Die Eisblöcke wurden extra aus dem Ruhrgebiet angeliefert, in Lübeck gelagert und schließlich in Kühltransportern nach Eutin gebracht. „Das war eine logistische Herausforderung“, sagt Mark Tietze von der Stiftung Neue Musik-Impulse, die den Eismusiker eingeladen hat. Denn sowohl der Transport der Eisklötze als auch die Sägen, die Isungset für das Schnitzen benötigt, mussten organisiert werden. „Terje Isungset ist ja mit dem Flugzeug angereist. Da ist es schwer eine Kettensäge mitzunehmen“, sagt Tietze lachend.
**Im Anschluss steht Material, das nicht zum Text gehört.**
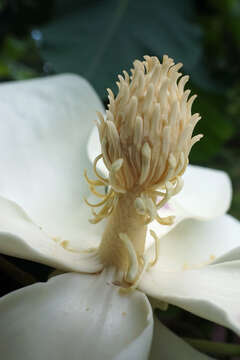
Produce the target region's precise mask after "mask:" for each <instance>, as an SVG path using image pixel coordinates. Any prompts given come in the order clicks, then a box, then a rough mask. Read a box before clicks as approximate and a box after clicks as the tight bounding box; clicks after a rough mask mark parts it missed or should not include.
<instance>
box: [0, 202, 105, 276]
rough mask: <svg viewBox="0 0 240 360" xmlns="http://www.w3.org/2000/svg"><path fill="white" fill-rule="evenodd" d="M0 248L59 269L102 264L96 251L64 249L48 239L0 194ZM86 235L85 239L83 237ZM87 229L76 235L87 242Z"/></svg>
mask: <svg viewBox="0 0 240 360" xmlns="http://www.w3.org/2000/svg"><path fill="white" fill-rule="evenodd" d="M0 214H1V216H0V252H1V253H2V254H6V255H11V256H15V257H20V258H24V259H27V260H32V261H37V262H40V263H43V264H46V265H50V266H53V267H55V268H58V269H61V270H70V271H71V270H72V271H82V272H89V273H93V272H97V271H99V270H101V269H102V265H101V263H100V261H99V259H98V257H97V255H96V252H94V251H93V252H89V253H88V252H79V251H71V250H67V249H65V248H64V247H63V246H62V245H61V242H60V241H57V239H55V240H54V239H52V238H50V237H49V236H48V234H46V233H45V232H44V231H43V230H42V229H41V228H40V227H39V226H37V225H36V224H34V223H33V222H32V220H31V219H30V218H29V217H28V215H27V214H26V213H25V212H24V211H23V209H21V208H20V207H19V206H18V205H17V204H16V203H14V202H12V201H10V200H7V199H4V198H2V197H0ZM87 237H88V239H86V238H87ZM90 238H91V233H86V234H85V237H83V238H81V237H80V238H79V242H84V241H85V239H86V241H87V242H88V244H89V240H90ZM92 240H93V241H94V237H93V238H92Z"/></svg>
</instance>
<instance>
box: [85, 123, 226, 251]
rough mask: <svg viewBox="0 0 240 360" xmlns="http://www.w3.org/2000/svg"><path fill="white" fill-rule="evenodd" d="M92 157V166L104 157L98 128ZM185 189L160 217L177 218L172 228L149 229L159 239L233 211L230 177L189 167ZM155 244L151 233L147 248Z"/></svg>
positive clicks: (160, 211)
mask: <svg viewBox="0 0 240 360" xmlns="http://www.w3.org/2000/svg"><path fill="white" fill-rule="evenodd" d="M87 150H88V156H89V159H90V161H91V162H93V161H94V159H95V157H96V156H97V155H99V154H100V153H101V145H100V142H99V136H98V131H97V128H96V127H95V128H94V129H93V130H92V132H91V135H90V137H89V141H88V147H87ZM98 169H99V170H100V171H101V172H102V173H103V174H104V175H107V174H108V171H107V169H106V167H105V166H104V164H103V162H101V161H99V162H98ZM183 179H184V186H183V189H182V190H181V191H180V193H179V194H178V195H176V196H174V197H172V198H171V199H170V200H169V201H168V203H167V204H166V205H165V206H164V207H163V208H161V209H160V210H159V211H158V213H159V216H160V217H166V216H175V221H174V223H173V225H171V226H159V223H158V222H157V221H153V222H152V223H151V224H150V226H149V228H150V229H152V230H154V231H155V232H157V233H158V236H159V237H162V236H164V235H166V234H167V233H168V232H169V231H171V230H172V229H173V228H174V227H175V226H176V225H177V224H178V223H180V222H181V221H183V220H184V219H188V218H195V219H198V220H209V219H212V218H215V217H218V216H220V215H223V214H224V213H225V212H226V211H227V210H228V208H229V206H230V202H231V197H232V187H231V181H230V179H229V177H228V175H227V174H226V173H225V172H223V171H219V170H214V169H208V168H203V167H200V166H194V165H189V166H188V167H187V170H186V172H185V174H184V175H183ZM151 243H152V241H151V236H150V234H149V233H148V238H147V246H149V245H150V244H151Z"/></svg>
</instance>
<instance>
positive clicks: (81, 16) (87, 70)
mask: <svg viewBox="0 0 240 360" xmlns="http://www.w3.org/2000/svg"><path fill="white" fill-rule="evenodd" d="M56 4H57V16H56V17H55V20H54V21H53V22H52V23H50V24H49V25H48V26H47V27H45V28H44V29H43V46H42V54H43V57H44V58H45V60H47V61H48V62H50V63H51V64H52V65H53V68H54V69H55V70H56V72H60V73H61V72H73V73H78V74H81V75H83V76H84V77H86V78H87V79H88V80H89V81H90V82H91V83H92V84H93V86H94V87H95V88H96V90H97V91H98V93H99V94H100V96H101V97H104V96H106V91H105V89H106V88H108V87H111V88H113V89H114V90H115V89H116V87H115V81H116V80H117V77H116V75H117V74H118V73H119V72H120V71H121V70H123V69H127V70H128V69H129V68H130V67H131V64H132V62H133V60H134V59H135V58H139V59H141V58H142V56H143V55H145V54H149V55H156V56H158V57H161V56H162V55H163V54H165V53H167V54H168V55H169V56H171V57H173V58H174V59H175V61H181V62H183V63H184V72H186V73H190V74H192V79H193V80H195V82H196V83H199V85H201V86H202V85H203V84H202V83H203V82H204V86H205V87H206V88H209V87H210V88H212V87H214V85H213V84H212V83H211V80H210V79H209V76H208V74H207V71H206V68H205V67H204V66H203V65H202V36H201V30H200V28H199V27H198V26H197V25H195V24H194V23H193V18H194V15H195V9H194V3H193V2H192V1H191V0H183V1H181V2H179V1H178V0H168V1H167V2H166V1H163V0H161V1H155V0H148V1H147V2H142V1H138V0H132V1H127V0H121V1H111V0H103V1H89V2H86V1H79V0H71V1H69V2H66V1H60V0H58V1H57V2H56ZM202 79H204V81H202ZM200 83H201V84H200Z"/></svg>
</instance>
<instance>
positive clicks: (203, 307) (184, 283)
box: [139, 261, 240, 334]
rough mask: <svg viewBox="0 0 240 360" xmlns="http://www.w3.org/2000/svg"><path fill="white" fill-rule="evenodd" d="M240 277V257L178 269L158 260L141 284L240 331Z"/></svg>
mask: <svg viewBox="0 0 240 360" xmlns="http://www.w3.org/2000/svg"><path fill="white" fill-rule="evenodd" d="M239 279H240V261H232V262H225V263H221V264H216V265H208V266H205V267H203V268H200V269H196V270H185V271H176V272H174V271H173V272H170V271H163V270H161V269H160V267H159V266H158V264H157V265H156V266H154V267H153V268H152V269H150V270H149V271H148V272H147V273H145V275H144V277H143V279H142V282H141V283H140V285H139V288H140V290H142V291H144V292H146V293H147V294H148V295H150V296H152V297H154V298H159V299H161V300H163V301H166V302H168V303H171V304H174V305H177V306H180V307H182V308H183V309H185V310H187V311H190V312H192V313H194V314H196V315H198V316H201V317H203V318H205V319H208V320H211V321H214V322H216V323H218V324H220V325H223V326H227V327H229V328H230V329H232V330H233V331H235V332H236V333H238V334H240V307H239V304H240V286H239Z"/></svg>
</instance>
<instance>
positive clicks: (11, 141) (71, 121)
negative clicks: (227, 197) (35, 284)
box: [0, 74, 102, 240]
mask: <svg viewBox="0 0 240 360" xmlns="http://www.w3.org/2000/svg"><path fill="white" fill-rule="evenodd" d="M97 110H100V111H101V110H102V104H101V102H100V100H99V98H98V97H97V95H96V93H95V91H94V90H93V88H92V87H91V86H90V85H89V84H88V83H87V82H86V80H84V79H83V78H81V77H79V76H76V75H70V74H69V75H58V76H52V77H47V78H43V79H36V80H27V81H22V82H11V83H7V84H1V85H0V118H1V121H0V173H1V176H0V196H3V197H5V198H8V199H10V200H12V201H14V202H16V203H17V204H18V205H20V206H21V207H22V208H23V209H24V210H25V211H26V212H27V213H28V214H29V215H30V216H31V218H32V219H33V220H34V222H35V223H37V224H38V225H40V226H41V227H43V229H44V230H45V231H47V232H48V233H50V234H51V236H55V237H61V238H62V239H63V240H71V239H76V237H78V236H79V233H80V231H81V227H82V224H81V214H82V197H83V195H86V194H88V188H87V184H86V181H85V180H84V178H83V171H84V168H87V169H88V170H89V169H90V168H91V165H90V163H89V160H88V156H87V152H86V144H87V138H88V136H89V134H90V131H91V129H92V127H93V124H94V120H95V119H96V111H97ZM0 217H1V214H0ZM0 231H1V229H0ZM81 238H82V236H81Z"/></svg>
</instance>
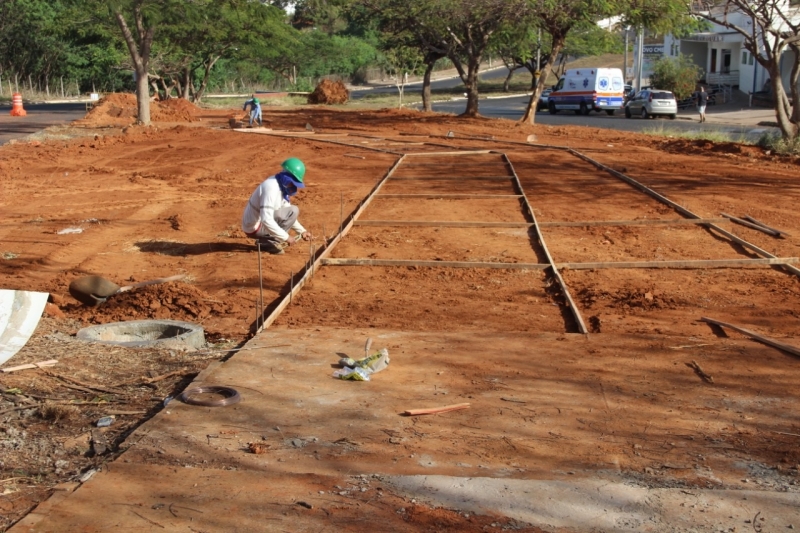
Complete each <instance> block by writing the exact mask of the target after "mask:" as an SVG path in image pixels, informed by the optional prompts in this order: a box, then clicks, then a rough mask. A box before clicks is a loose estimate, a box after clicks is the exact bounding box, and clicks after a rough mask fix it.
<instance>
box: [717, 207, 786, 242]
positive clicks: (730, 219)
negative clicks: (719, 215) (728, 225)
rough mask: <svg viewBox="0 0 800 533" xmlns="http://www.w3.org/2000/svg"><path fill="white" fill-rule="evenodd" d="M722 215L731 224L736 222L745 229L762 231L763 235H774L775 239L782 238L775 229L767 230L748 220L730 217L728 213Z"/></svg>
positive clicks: (737, 217)
mask: <svg viewBox="0 0 800 533" xmlns="http://www.w3.org/2000/svg"><path fill="white" fill-rule="evenodd" d="M720 214H721V215H722V216H724V217H725V218H727V219H729V220H730V221H731V222H735V223H737V224H739V225H741V226H745V227H748V228H750V229H754V230H756V231H761V232H763V233H766V234H767V235H772V236H773V237H780V236H781V234H780V232H778V231H775V230H774V229H769V228H765V227H764V226H761V225H759V224H755V223H753V222H748V221H747V220H742V219H741V218H739V217H735V216H733V215H729V214H728V213H720Z"/></svg>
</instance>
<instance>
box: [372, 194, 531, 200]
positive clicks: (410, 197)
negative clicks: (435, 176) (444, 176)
mask: <svg viewBox="0 0 800 533" xmlns="http://www.w3.org/2000/svg"><path fill="white" fill-rule="evenodd" d="M375 198H376V199H383V198H418V199H429V200H438V199H440V198H441V199H445V200H450V199H454V200H458V199H464V200H503V199H511V198H515V199H516V198H521V196H520V195H519V194H454V193H443V194H436V193H428V194H376V195H375Z"/></svg>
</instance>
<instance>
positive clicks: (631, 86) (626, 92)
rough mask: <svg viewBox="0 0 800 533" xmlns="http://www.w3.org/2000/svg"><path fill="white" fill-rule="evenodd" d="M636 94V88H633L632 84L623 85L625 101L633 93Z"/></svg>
mask: <svg viewBox="0 0 800 533" xmlns="http://www.w3.org/2000/svg"><path fill="white" fill-rule="evenodd" d="M634 94H636V90H635V89H634V88H633V85H629V84H626V85H625V87H624V88H623V89H622V95H623V98H624V99H625V102H627V101H628V100H630V99H631V98H633V95H634Z"/></svg>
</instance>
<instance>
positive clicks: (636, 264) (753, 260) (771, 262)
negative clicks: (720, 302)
mask: <svg viewBox="0 0 800 533" xmlns="http://www.w3.org/2000/svg"><path fill="white" fill-rule="evenodd" d="M798 261H800V259H798V258H797V257H775V258H764V259H700V260H677V261H618V262H613V261H608V262H597V263H558V264H557V266H558V268H563V269H569V270H595V269H597V270H601V269H606V268H687V269H688V268H737V267H746V266H759V265H766V266H769V265H787V264H790V263H797V262H798Z"/></svg>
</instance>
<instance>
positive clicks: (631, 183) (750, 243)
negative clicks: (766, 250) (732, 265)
mask: <svg viewBox="0 0 800 533" xmlns="http://www.w3.org/2000/svg"><path fill="white" fill-rule="evenodd" d="M567 151H568V152H569V153H571V154H572V155H574V156H576V157H578V158H580V159H583V160H584V161H586V162H588V163H591V164H592V165H594V166H596V167H597V168H599V169H601V170H605V171H606V172H608V173H609V174H611V175H612V176H614V177H616V178H619V179H621V180H622V181H624V182H626V183H628V184H629V185H631V186H633V187H635V188H636V189H639V190H640V191H642V192H643V193H645V194H647V195H648V196H650V197H652V198H655V199H656V200H658V201H659V202H661V203H663V204H666V205H668V206H670V207H672V208H673V209H675V210H676V211H677V212H679V213H680V214H682V215H684V216H687V217H689V218H694V219H701V218H702V217H701V216H700V215H697V214H695V213H693V212H691V211H690V210H688V209H687V208H685V207H683V206H682V205H680V204H678V203H675V202H673V201H672V200H670V199H669V198H667V197H666V196H664V195H662V194H659V193H657V192H656V191H654V190H653V189H651V188H650V187H648V186H646V185H644V184H642V183H639V182H638V181H636V180H635V179H633V178H631V177H630V176H626V175H625V174H623V173H622V172H618V171H616V170H614V169H613V168H610V167H608V166H606V165H604V164H602V163H600V162H599V161H595V160H594V159H592V158H591V157H588V156H586V155H583V154H582V153H580V152H578V151H577V150H573V149H571V148H568V149H567ZM703 225H704V226H705V227H707V228H708V229H710V230H713V231H714V232H716V233H718V234H720V235H723V236H725V237H727V238H728V239H730V240H731V241H733V242H735V243H736V244H738V245H740V246H742V247H744V248H747V249H748V250H751V251H753V252H755V253H757V254H758V255H760V256H761V257H766V258H769V259H775V258H777V256H775V255H773V254H771V253H769V252H768V251H766V250H764V249H763V248H760V247H758V246H756V245H755V244H753V243H751V242H748V241H746V240H744V239H742V238H740V237H737V236H736V235H734V234H733V233H731V232H729V231H727V230H725V229H723V228H720V227H719V226H717V225H716V224H714V223H710V222H709V223H704V224H703ZM778 266H779V267H780V268H781V269H783V270H785V271H787V272H790V273H792V274H794V275H795V276H800V269H798V268H797V267H794V266H792V265H787V264H780V265H778Z"/></svg>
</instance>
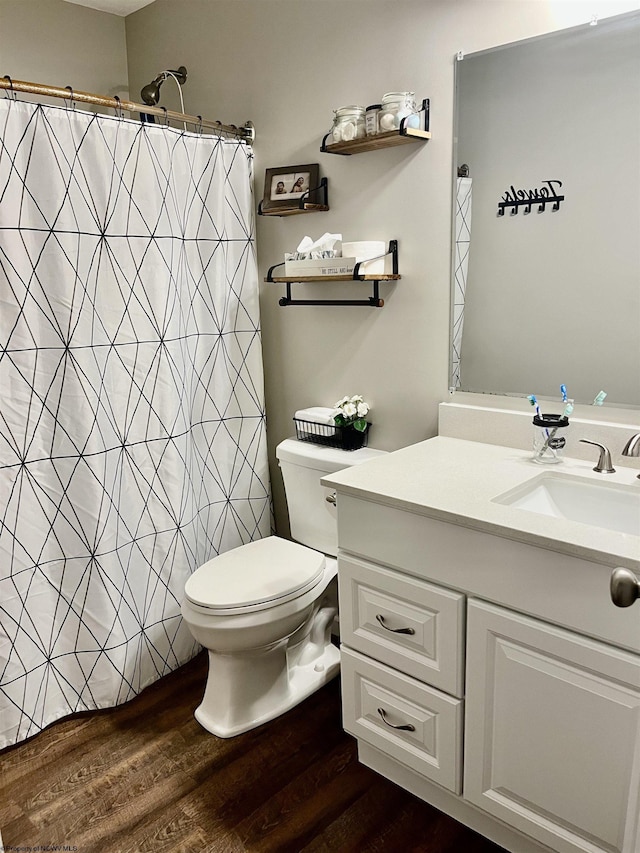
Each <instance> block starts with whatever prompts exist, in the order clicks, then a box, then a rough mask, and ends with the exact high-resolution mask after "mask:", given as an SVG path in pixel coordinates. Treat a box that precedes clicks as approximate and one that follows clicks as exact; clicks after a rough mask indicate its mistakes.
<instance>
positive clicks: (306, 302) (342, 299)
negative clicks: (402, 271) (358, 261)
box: [265, 240, 400, 308]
Doch es hat sich gelohnt. Am Nachmittag sind alle Instrumente fertig. Auch die Trompete ist geklebt und bereit für ihren Einsatz am Abend. „Für mich ist das eine große Ehre, heute hier spielen zu dürfen“, sagt der Norweger.

Lichterstadt 2018

Die Eutiner Innenstadt wird wieder mit bunten Lichtern erleuchtet. In diesem Jahr erstrahlt die Lichterstadt unter dem Motto „Stern“. Kirchturm, Rathaus, Schloss und weitere Gebäude werden zusätzlich mit Sternen illuminiert. Neu in diesem Jahr: Lichtobjekte werden den Weg vom Marktplatz bis zur Stadtbucht schmücken. Täglich ab 16.30 Uhr werden die Installationen eingeschaltet. Die Eisbahn bleibt bis zum 6. Januar geöffnet.

Schließlich ist es so weit: Vor dem gespannten Publikum betritt Isungset die Eislaufbahn auf dem Eutiner Marktplatz. Es wird still. Ganz leise fängt der Musiker an, auf seiner Eistrommel zu spielen. Ein melodischer, weicher Klang schwebt von dem Instrument zum Publikum. Dann betritt auch Sängerin Maria Skranes die Eisfläche. Mit ihrer zarten Stimme ergänzt sie die Klänge des norwegischen Musikers vor der Kulisse des beleuchteten Rathauses.